United States’ Constitution
The US Constitution is the document that contains the supreme law of the land (Archives.gov, 2015). It must be upheld by everyone who is within the jurisdiction of the land. The constitution of the US was created on September 17, 1787, and later ratified on June 21, 1788 (Archives.gov, 2015). The document that originally contained seven articles and has been amended twenty-seven times since it came into force in 1789 as the supreme law.
The constitution was authored by the Philadelphia Convention, an appointed commission that came together to draft the rules and guidelines to govern Americans. The of the 55 delegates that came to represent the 12 states, 39 of them signed in agreement with the draft that was to be later ratified. The main purpose of the US Constitution was to replace the Articles of Confederation (Archives.gov, 2015). It is the shortest written constitution.
Articles of Confederation
The Articles of Confederation herald the US Constitution.
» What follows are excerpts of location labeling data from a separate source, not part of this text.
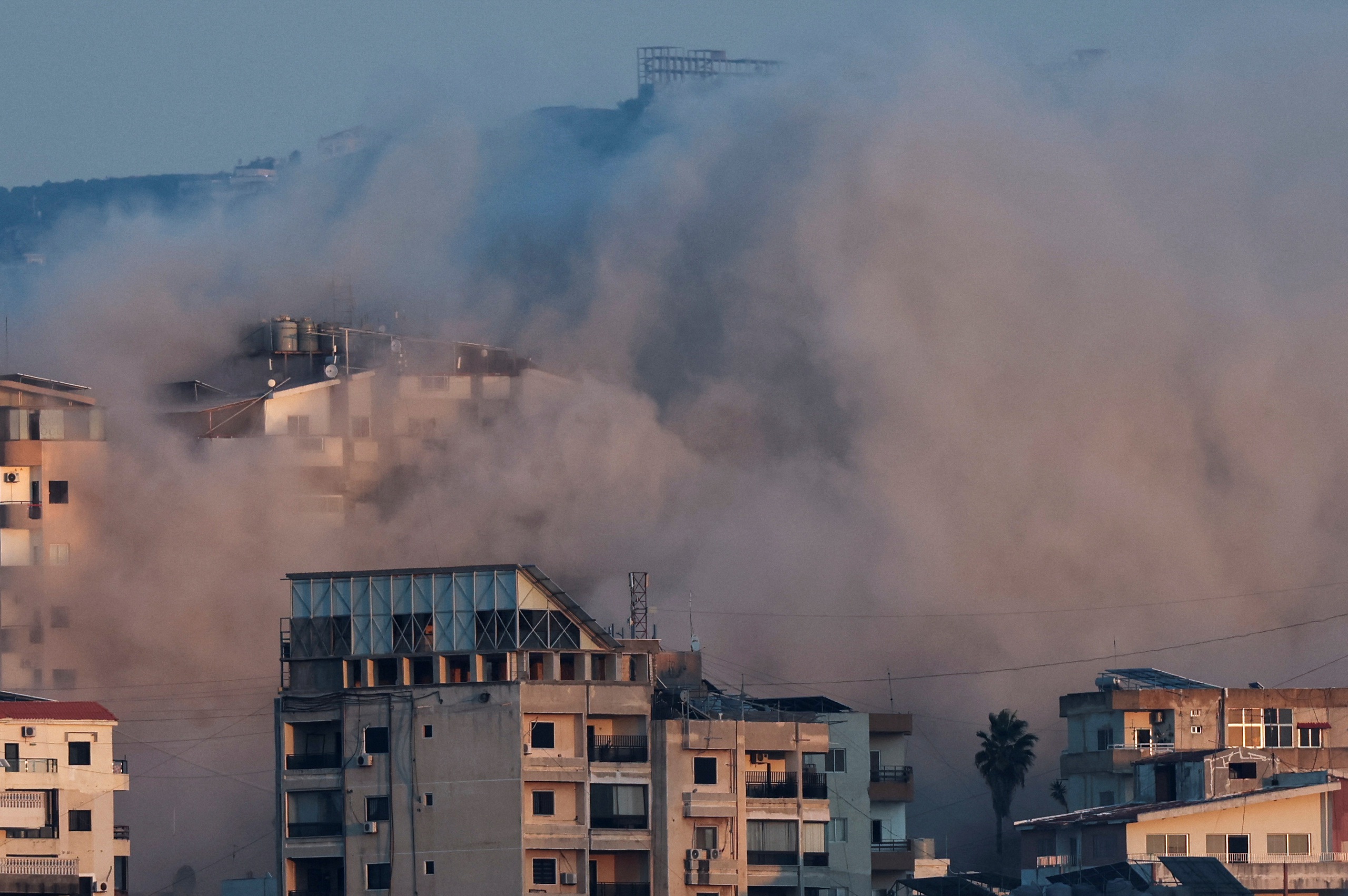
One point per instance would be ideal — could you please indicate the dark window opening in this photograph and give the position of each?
(386, 671)
(376, 740)
(376, 809)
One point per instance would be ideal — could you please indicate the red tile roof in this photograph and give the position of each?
(56, 711)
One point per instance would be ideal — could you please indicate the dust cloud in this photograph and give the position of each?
(935, 367)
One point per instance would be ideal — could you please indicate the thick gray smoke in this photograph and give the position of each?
(964, 368)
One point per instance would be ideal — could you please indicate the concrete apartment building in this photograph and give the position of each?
(1137, 714)
(53, 442)
(472, 729)
(57, 805)
(347, 409)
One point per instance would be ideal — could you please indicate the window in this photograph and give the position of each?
(379, 876)
(545, 871)
(1277, 728)
(541, 736)
(1168, 844)
(376, 740)
(376, 809)
(1245, 728)
(1289, 844)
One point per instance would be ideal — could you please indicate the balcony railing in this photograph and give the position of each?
(619, 822)
(891, 847)
(313, 829)
(619, 748)
(304, 762)
(815, 786)
(770, 786)
(622, 890)
(897, 774)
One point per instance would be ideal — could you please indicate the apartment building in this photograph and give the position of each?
(53, 442)
(57, 805)
(1141, 713)
(345, 407)
(472, 729)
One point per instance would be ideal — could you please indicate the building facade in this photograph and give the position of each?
(472, 729)
(1134, 714)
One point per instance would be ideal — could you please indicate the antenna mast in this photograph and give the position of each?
(637, 585)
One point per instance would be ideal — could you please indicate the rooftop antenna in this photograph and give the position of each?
(693, 644)
(637, 585)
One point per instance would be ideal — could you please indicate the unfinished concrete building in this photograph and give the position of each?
(472, 729)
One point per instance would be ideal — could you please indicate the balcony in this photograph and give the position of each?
(619, 748)
(815, 786)
(622, 890)
(313, 829)
(308, 762)
(770, 786)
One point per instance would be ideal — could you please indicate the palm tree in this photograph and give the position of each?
(1058, 791)
(1006, 756)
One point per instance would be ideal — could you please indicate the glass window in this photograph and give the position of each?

It is the document that brought together the original thirteen states of USA (Rakove, 1982). It served as the first constitution. It was created on November 15, 1777, and later ratified on March 1, 1781. The document, one that is part of the proud history of the US was authored and signed by the Continental Congress. This Congress was a convention of delegates called from the original thirteen states.
The document acted as the first constitution of the United States of America until the ratification of the US constitution in 1788 (Rakove, 1982). The document had created the general government of the former British colonies, which came to be replaced by the federal government after the Constitution came into force.
Declaration of Independence
America won its independence from the British in 1776. Declaration of Independence was a document authored between June and July 1776 and ratified on July 4, 1776. It was written by Thomas Jefferson and availed to Congress for a decision on the independence of the respective colonies from the British Empire (Cohen, 2005). The document was overwhelmingly supported by the Continental Congress on editing before ratification.
The Declaration of Independence came in force to declare the sovereignty of the thirteen states from colonialism. They had now come together under the banner of United States of America. It is the document that announced and explained the separation for the Great Britain, and the beginning of a new journey for the now independent sovereign states (Cohen, 2005).
It was originally known as The Federalist before changing to the Federalist Papers. It is a document that contains 85 articles and essays that promote the ratification of the United States Constitution (Thomas, 2015). The document is compiled by Alexander Hamilton, John Jay and James Madison. The dates for the authorship of the articles may not still be accurate considering the secrecy with which the authors did it, but their publication came between October 1787 and August 1788 in the New York Packet and the Independent Journal.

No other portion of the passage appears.